Slightly less annoying were the many people getting their photos taken next to art (though I can’t blame the teens who discovered that Daniel Buren’s stripes make good backdrops – I suspect it was part of the artist’s point). I hurried through the increasingly conceptual sections and went up to the fifth floor, which was of course even more crowded. Old ladies do love their fucking Kandinsky! Thankfully I don’t, so I was able to spend a fair amount of time looking at works by lesser-known artists relatively undisturbed. I did have to put on my headphones, though, because stationed at every wall there is a visitor reliving his Art History 101 course by repeating everything he can remember to his companion. Loudly. I wish I had prepared accordingly, because the Cole Porter songbook was not the ideal soundtrack for looking at early modernism.
My way out was even more frustrating than my way in. You can’t even walk down the escalator? Really? It takes no effort! Gravity is on your side, people! I took a deep breath and faced Fifth Avenue again. I was feeling pretty unhappy by this point. Sure, it’s great to live in a city where if the mood strikes, you can simply walk a few blocks to see some of the world’s best modern art in person, but does it have to be so damn crowded? I’ve lived here for 18 years and I still find the amount of people on the streets overwhelming.

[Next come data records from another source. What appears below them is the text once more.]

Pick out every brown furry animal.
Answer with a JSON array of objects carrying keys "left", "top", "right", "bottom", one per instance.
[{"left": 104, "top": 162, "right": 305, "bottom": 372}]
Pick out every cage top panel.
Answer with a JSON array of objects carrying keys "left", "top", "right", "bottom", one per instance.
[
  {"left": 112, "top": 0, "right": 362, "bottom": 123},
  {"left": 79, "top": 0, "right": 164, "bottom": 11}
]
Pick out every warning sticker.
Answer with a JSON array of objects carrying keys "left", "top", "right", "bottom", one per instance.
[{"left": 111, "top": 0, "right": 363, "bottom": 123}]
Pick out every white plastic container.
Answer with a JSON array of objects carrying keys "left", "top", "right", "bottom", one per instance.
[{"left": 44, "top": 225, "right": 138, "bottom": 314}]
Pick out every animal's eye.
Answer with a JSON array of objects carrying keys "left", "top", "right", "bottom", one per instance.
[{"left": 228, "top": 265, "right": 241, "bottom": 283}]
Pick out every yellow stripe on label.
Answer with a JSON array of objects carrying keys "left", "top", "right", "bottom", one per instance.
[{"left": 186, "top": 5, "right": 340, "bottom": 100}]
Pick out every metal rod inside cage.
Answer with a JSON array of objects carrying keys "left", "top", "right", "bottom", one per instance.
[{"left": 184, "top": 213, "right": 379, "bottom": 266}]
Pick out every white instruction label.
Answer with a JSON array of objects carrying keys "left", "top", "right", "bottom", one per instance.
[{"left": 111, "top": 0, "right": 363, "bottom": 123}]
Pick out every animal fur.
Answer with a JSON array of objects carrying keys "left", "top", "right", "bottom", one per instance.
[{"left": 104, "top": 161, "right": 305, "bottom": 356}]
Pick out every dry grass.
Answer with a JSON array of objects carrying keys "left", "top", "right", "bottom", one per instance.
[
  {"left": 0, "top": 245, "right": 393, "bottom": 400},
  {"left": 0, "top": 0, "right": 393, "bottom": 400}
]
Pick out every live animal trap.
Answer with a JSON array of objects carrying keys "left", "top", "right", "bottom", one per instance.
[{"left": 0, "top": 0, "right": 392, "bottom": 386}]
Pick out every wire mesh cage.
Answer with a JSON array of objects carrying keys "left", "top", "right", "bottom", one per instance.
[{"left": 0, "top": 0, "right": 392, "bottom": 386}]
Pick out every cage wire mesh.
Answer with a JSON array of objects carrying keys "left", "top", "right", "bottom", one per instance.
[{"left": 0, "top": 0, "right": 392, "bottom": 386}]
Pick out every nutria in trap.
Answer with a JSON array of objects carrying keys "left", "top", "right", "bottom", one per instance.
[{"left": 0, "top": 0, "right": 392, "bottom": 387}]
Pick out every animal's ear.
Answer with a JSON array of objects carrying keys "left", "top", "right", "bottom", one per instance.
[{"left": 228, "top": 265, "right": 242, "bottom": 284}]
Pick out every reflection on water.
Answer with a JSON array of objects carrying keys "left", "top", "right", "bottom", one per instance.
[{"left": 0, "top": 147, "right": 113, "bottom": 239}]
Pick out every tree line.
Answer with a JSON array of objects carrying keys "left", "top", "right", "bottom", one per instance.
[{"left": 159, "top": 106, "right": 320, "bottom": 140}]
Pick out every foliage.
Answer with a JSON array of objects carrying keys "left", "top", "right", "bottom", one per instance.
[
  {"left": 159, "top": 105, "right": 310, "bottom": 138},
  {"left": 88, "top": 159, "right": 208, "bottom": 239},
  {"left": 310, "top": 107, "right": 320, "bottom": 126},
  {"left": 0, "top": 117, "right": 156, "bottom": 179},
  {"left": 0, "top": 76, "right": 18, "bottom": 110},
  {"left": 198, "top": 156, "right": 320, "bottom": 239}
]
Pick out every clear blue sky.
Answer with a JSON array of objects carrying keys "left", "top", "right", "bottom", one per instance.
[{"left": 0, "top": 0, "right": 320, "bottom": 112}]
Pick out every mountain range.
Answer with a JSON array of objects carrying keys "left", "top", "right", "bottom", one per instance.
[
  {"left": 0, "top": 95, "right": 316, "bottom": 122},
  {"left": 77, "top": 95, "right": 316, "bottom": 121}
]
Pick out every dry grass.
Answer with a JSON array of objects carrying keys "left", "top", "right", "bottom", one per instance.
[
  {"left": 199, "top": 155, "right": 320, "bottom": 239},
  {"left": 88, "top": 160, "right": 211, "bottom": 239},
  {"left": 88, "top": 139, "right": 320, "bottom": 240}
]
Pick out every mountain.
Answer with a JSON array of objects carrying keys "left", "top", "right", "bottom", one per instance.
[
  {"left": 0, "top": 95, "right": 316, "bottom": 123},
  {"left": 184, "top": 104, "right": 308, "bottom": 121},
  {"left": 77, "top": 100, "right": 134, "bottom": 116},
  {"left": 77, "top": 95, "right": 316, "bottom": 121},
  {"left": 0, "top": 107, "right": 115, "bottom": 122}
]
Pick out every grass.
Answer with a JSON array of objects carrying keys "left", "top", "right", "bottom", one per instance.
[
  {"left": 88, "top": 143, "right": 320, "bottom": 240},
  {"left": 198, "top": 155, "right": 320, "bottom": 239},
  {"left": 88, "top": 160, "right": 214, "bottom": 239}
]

Then I saw what looked like two families of tourists headed my way. How did I know they were tourists? All eight or nine of them were wearing matching knit hats with Elmo’s face on it. One of the moms dropped her bag of popcorn, and the rest of the group jeered at her. “How embarrassing!” She yelped. Lady, dropping the popcorn is the least of it, I thought. And that’s when it hit me: Whatever might be wrong with New York, I can’t live anywhere else. While the tourists might get on my nerves, they’re just visiting. If I left New York, I’d actually be living with them.